By Saxone Akhaine, Northern Bureau Chief
27 July 2016   |   12:46 am
Counsel to the Kaduna government in the trial of 81 members of the Islamic Movement of Nigeria (IMN), otherwise known as Shiites, yesterday urged a state High Court to allow their witnesses testify in private.
Court

Court

Counsel to the Kaduna government in the trial of 81 members of the Islamic Movement of Nigeria (IMN), otherwise known as Shiites, yesterday urged a state High Court to allow their witnesses testify in private.

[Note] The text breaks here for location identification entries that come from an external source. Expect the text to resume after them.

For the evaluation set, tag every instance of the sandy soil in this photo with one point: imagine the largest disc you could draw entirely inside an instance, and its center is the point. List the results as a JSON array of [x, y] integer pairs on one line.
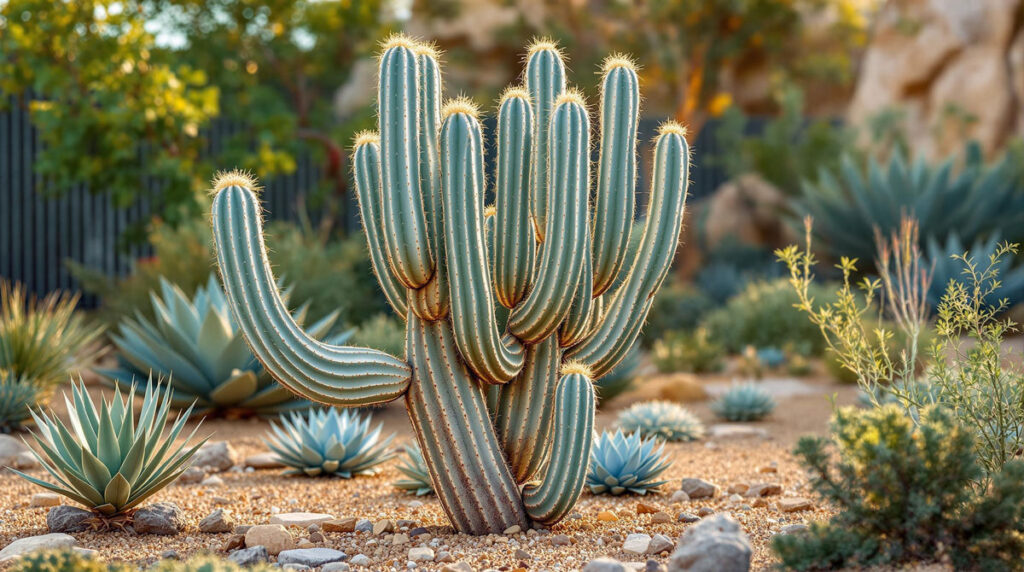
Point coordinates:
[[252, 497]]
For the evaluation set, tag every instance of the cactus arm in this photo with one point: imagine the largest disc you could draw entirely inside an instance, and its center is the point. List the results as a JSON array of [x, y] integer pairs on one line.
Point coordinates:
[[613, 202], [491, 357], [449, 414], [406, 227], [562, 257], [545, 82], [512, 264], [628, 309], [522, 410], [316, 370], [565, 473], [367, 165]]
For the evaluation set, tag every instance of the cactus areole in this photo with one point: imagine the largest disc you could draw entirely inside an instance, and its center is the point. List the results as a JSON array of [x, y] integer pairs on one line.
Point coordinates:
[[503, 412]]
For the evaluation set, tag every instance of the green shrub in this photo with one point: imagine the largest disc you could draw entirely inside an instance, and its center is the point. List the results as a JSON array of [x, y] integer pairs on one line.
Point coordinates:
[[687, 351], [764, 314], [906, 493]]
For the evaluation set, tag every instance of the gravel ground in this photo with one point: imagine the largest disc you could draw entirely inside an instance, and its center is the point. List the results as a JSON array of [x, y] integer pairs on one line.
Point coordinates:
[[253, 497]]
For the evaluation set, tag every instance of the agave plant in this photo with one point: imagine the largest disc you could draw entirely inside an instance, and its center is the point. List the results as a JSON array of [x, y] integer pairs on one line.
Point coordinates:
[[326, 442], [743, 402], [662, 419], [105, 460], [199, 347], [417, 475], [621, 463]]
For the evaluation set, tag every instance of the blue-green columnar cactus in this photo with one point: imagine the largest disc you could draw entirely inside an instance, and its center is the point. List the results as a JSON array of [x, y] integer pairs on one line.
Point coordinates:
[[503, 410], [198, 347]]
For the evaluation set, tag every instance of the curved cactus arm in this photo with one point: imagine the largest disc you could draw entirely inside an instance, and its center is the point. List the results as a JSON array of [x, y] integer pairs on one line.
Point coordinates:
[[549, 501], [616, 170], [515, 246], [367, 167], [321, 371], [545, 82], [493, 358], [450, 416], [628, 309], [522, 411], [562, 254], [406, 226]]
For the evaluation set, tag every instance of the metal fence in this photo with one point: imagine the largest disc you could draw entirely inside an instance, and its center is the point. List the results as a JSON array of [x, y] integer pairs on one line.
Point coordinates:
[[39, 233]]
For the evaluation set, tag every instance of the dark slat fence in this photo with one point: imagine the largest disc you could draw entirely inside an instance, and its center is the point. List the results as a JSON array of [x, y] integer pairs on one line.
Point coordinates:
[[39, 233]]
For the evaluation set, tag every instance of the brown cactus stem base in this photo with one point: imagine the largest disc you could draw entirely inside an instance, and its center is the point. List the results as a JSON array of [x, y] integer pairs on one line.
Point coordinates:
[[449, 411]]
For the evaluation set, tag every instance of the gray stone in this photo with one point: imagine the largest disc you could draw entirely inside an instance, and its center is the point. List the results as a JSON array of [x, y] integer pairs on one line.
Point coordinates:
[[249, 557], [159, 518], [716, 544], [67, 519], [605, 564], [311, 557]]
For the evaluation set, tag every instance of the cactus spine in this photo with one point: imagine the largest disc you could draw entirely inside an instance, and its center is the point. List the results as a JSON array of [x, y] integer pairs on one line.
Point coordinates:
[[503, 412]]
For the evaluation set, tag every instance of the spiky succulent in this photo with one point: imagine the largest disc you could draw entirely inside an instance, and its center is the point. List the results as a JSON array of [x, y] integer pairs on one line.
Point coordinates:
[[621, 463], [417, 474], [743, 402], [662, 419], [17, 396], [198, 346], [105, 460], [329, 442]]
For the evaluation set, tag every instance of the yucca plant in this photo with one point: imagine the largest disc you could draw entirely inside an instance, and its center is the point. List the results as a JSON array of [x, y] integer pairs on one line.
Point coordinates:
[[199, 347], [42, 340], [329, 442], [662, 419], [621, 463], [743, 402], [417, 474], [107, 462]]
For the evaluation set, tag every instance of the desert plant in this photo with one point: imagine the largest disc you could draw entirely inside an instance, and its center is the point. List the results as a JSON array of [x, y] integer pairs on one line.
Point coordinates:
[[905, 494], [198, 346], [687, 351], [421, 182], [662, 419], [621, 464], [42, 341], [852, 203], [107, 462], [417, 474], [743, 402], [326, 442], [764, 315]]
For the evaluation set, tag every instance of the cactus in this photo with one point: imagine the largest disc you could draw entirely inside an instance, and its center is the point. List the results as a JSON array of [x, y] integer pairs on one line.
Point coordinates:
[[503, 409]]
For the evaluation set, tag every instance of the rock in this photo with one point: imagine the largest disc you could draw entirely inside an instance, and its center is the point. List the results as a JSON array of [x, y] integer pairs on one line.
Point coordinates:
[[339, 525], [697, 488], [23, 546], [272, 536], [215, 456], [659, 543], [765, 489], [605, 564], [216, 522], [250, 557], [262, 460], [716, 544], [795, 504], [301, 520], [67, 519], [312, 558], [637, 543], [159, 518], [421, 554]]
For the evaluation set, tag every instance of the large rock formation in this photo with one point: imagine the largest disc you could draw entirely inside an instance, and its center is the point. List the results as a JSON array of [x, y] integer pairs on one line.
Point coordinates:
[[953, 69]]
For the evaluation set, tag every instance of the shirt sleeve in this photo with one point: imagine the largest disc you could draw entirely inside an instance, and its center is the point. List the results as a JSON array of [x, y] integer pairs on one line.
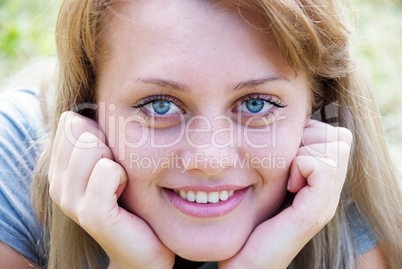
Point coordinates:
[[20, 129]]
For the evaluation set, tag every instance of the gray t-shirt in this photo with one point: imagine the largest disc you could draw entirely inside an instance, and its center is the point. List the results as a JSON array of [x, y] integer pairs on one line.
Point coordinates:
[[21, 126]]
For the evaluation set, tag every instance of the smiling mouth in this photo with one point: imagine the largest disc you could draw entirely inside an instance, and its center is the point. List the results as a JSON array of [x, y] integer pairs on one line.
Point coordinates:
[[202, 197]]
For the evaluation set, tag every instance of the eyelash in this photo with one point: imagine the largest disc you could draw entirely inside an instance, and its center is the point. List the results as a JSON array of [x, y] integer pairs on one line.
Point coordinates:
[[271, 100], [147, 100]]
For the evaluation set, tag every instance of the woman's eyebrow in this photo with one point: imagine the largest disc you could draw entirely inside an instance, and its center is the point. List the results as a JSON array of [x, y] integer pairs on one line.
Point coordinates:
[[174, 85]]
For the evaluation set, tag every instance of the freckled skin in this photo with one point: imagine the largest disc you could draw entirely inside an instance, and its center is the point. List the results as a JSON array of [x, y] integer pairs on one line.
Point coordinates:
[[208, 51]]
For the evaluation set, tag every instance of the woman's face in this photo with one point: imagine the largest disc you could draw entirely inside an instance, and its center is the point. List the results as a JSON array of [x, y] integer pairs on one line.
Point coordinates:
[[199, 105]]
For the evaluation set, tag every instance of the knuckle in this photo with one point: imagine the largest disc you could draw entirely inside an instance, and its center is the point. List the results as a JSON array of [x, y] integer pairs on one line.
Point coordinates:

The accused are standing trial for alleged culpable homicide, unlawful assembly and disturbance of public peace following the clash last December between soldiers and Shiites in Zaria.

Arguing his motion filed yesterday, the Director of Public Prosecution, Mr. Dari Bayero, told the court presided over by Justice David Wyoms that the prosecution wants its nine witnesses to give testimony in camera.

They include Colonels A.K Ibrahim, Sani K. Usman, Mohammed Fago and Y. Ali.

Others are Lt. Colonel P. Kulawe, Nasiru Wowo, Jiya Mahmud Liman, Kanafa Suleiman and an Assistant Superintendent of Police (ASP) Tanimu Jeremia.

Bayero, who supported his application with a nine-paragraph affidavit, informed the court that the witnesses were principal officers in charge of their units and formations in the Nigerian Army, stressing that because of the role they played in the events leading to the charge, they received various threats to life

He, therefore, urged the court to protect the witnesses.

Responding, lawyer to the Shiites, Maxwell Kyon, who held brief for the lead counsel, Mr. Festus Okoye, contended that: “The issue before the court does not bother on the personal liberty of the witnesses as they erroneously stated in their Motion paper and since the Motion was brought under Section 35 of the 1999 Constitution, the implication is that the very foundation on which the application rests is faulty”.

Citing Section 36 of the constitution, Kyon noted that any person charged with the commission of a criminal offence ought to be given a fair hearing, saying, “one of the fundamental ingredients of fair hearing is that such an individual must be tried in the open”.

After entertaining arguments from all parties, Justice Wyoms subsequently reserved ruling on all applications for September 26.